Last month, I decided, after several years of thinking about it, to participate in NaNoWriMo this November.
For those not aware, NaNoWriMo is short for National Novel Writing Month and is where writers attempt to write fifty thousand words during the month of November. That’s right, fifty thousand hopefully non-rambling words in thirty days. For some, that equates to half a novel. For others, more. As I’m planning to write the first draft of a middle grade novel, I’m hoping it will equate to a full novel (probably brimming with fluffy superfluous words I will slash and burn, come December).
You sign up at the NaNoWriMo website, make friends with equally crazy online writing buddies doing the same, and track your work’s progress. There are also loads of resources and associated events to help keep your motivation up and creative juices flowing – I won’t go into more detail than this; you can check it all out on the website.
So why am I doing it? Well I’ve spent the best part of the last few months developing my story structure, along with detailed scene and character outlines, for the middle grade idea I’ve had for over a year. With a personal preference to lean toward pantsing over plotting, I’ve decided to grit my teeth and try a new approach this time, care of some words of wisdom from author, K.M. Weiland who points out that:
“…a correctly wielded outline can be one of the most powerful weapons in your writing arsenal. Outlines ensure cohesion and balance in the finished story. They prevent wasted time pursuing dead-end ideas, allow you to craft resonant foreshadowing, and, most importantly, provide you a foundation of confidence and motivation.”
And that’s what the last few months of planning and preparation has taught me: the confidence and motivation to write this story. Now don’t get me wrong; it’s not like I don’t usually outline, but in this case it is much more in depth. I’m hoping that translates to a quicker first draft.
Now in terms of NaNoWriMo itself, I’m not delusional. The pace must be consistently fast, averaging 1,667 words per day, every day. And I know I may not reach fifty thousand words – life has an annoying way of throwing up curve balls. But does that mean those who do not reach fifty thousand words do not succeed? Surely any attempt to put bum on seat and fingers on keyboard (or pen to paper) is better than sitting back, waving your hands at your computer, and protesting that it’s too hard. And at least however far I get will be something to continue with once the sun sets on NaNoWriMo 2017.

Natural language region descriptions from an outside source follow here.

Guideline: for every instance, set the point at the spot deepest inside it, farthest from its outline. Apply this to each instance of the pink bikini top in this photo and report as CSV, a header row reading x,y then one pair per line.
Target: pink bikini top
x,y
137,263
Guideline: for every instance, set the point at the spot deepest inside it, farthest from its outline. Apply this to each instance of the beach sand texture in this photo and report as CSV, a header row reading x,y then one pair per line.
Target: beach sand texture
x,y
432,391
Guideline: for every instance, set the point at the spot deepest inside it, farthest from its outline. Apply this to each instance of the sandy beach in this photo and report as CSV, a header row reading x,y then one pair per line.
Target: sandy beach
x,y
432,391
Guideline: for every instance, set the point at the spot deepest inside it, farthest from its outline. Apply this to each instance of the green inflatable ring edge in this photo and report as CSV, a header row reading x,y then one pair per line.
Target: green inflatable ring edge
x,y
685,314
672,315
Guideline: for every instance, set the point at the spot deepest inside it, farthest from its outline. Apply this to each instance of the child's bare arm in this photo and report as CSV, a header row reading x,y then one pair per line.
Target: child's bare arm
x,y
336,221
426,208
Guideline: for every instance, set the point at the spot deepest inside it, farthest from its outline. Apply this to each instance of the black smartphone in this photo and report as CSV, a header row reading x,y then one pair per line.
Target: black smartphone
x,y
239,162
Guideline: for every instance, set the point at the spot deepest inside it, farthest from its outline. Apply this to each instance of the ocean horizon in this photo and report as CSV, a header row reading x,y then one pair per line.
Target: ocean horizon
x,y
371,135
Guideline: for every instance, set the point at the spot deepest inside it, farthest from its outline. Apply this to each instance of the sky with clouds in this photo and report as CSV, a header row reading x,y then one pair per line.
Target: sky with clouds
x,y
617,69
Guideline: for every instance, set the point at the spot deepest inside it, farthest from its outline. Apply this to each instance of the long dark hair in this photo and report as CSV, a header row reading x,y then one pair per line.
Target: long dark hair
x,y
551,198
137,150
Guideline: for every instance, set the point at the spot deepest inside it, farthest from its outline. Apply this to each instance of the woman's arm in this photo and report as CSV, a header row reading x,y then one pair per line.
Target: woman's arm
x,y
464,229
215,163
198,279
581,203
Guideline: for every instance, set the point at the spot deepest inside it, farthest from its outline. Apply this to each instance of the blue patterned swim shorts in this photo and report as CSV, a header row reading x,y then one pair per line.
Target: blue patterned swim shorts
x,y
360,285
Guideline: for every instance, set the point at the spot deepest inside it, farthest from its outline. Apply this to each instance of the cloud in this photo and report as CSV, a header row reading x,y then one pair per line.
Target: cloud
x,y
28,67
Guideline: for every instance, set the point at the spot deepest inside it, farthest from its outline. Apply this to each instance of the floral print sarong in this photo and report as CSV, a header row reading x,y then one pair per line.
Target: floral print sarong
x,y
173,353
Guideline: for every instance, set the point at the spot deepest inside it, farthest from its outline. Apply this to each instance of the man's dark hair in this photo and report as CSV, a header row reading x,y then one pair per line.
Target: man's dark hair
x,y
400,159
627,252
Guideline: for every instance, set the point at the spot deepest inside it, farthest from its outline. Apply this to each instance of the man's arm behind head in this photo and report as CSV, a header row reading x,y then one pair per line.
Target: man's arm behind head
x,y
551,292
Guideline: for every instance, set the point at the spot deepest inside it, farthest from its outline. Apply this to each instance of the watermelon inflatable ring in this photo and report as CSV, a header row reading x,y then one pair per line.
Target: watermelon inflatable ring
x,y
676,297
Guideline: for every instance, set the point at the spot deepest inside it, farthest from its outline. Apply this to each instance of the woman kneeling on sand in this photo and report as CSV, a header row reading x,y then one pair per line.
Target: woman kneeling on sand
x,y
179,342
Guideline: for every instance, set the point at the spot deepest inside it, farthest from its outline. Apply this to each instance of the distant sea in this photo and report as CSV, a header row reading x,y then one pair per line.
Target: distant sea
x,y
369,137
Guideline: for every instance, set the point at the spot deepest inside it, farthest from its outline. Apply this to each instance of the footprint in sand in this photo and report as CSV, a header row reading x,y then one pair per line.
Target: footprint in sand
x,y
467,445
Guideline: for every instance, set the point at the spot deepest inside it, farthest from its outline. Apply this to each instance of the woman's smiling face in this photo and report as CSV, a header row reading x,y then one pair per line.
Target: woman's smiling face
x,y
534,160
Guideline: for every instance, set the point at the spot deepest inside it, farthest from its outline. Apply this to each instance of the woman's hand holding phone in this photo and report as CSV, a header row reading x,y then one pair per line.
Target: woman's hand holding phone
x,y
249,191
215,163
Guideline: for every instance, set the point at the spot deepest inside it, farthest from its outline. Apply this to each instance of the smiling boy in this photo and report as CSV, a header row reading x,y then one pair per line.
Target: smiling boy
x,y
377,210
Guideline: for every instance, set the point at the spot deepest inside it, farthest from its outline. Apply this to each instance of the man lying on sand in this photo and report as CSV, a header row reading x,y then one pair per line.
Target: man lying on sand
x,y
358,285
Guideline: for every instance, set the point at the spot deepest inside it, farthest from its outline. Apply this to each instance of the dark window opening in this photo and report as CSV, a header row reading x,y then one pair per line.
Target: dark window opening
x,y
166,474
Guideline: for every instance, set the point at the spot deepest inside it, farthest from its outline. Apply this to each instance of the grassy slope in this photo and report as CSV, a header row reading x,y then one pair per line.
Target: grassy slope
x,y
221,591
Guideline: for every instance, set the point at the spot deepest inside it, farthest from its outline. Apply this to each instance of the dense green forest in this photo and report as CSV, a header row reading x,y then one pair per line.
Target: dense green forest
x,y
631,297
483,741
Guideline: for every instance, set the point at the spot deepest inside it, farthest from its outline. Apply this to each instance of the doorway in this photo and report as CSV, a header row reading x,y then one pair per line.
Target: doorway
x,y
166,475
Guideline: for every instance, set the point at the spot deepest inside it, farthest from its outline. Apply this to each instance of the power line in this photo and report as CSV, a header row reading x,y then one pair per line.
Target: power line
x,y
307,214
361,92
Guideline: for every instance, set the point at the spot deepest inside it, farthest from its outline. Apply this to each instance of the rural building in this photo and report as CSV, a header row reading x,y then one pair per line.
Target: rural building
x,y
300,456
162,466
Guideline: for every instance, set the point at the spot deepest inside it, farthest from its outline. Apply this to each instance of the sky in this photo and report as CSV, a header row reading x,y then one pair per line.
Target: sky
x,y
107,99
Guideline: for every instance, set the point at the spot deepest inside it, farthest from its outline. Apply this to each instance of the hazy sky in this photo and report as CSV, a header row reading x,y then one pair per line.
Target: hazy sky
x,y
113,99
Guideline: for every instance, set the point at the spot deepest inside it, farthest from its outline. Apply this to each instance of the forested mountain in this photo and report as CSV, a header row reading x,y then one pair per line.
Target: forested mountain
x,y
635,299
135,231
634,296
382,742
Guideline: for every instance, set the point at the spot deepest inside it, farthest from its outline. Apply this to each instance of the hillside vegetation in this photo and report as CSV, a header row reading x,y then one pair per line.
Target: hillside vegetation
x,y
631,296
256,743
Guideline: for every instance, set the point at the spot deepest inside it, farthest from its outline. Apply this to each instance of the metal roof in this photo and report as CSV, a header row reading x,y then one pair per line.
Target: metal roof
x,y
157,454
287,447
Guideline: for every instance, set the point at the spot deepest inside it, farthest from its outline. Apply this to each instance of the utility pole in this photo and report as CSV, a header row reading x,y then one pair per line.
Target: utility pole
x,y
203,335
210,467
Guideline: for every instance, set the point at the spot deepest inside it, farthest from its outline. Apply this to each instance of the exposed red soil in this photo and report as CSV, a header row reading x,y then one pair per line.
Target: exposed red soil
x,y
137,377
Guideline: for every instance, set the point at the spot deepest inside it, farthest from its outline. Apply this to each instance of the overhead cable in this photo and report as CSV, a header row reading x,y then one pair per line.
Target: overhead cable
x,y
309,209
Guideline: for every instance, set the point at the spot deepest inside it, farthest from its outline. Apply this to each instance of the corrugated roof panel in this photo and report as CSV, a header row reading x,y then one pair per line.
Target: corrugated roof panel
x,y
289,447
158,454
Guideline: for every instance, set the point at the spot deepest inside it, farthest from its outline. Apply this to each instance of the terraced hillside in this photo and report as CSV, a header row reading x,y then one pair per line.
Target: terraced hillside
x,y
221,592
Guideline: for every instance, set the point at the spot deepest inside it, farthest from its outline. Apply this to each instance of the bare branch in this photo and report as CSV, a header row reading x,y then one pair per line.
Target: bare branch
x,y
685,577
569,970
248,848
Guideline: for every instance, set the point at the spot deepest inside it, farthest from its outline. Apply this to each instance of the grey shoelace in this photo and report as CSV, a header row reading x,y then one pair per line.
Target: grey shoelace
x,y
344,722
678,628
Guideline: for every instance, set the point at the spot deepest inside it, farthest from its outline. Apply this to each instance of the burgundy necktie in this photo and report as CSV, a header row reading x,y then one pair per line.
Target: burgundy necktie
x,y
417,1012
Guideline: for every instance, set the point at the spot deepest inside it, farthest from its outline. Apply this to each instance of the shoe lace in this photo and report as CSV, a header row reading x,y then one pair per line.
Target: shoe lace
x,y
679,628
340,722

When I told my husband of my plans, his response was, “Well, I won’t be getting much sense from you in November.” No, probably not, and blog posts may also be scarce during next month. But if I can wave my first draft in the air once the first of December comes around, it’s a small price to pay. 🙂
Well, isn’t it?
Until next time,
Are you participating in NaNoWriMo this year? Have you done it before and, if so, how was the experience?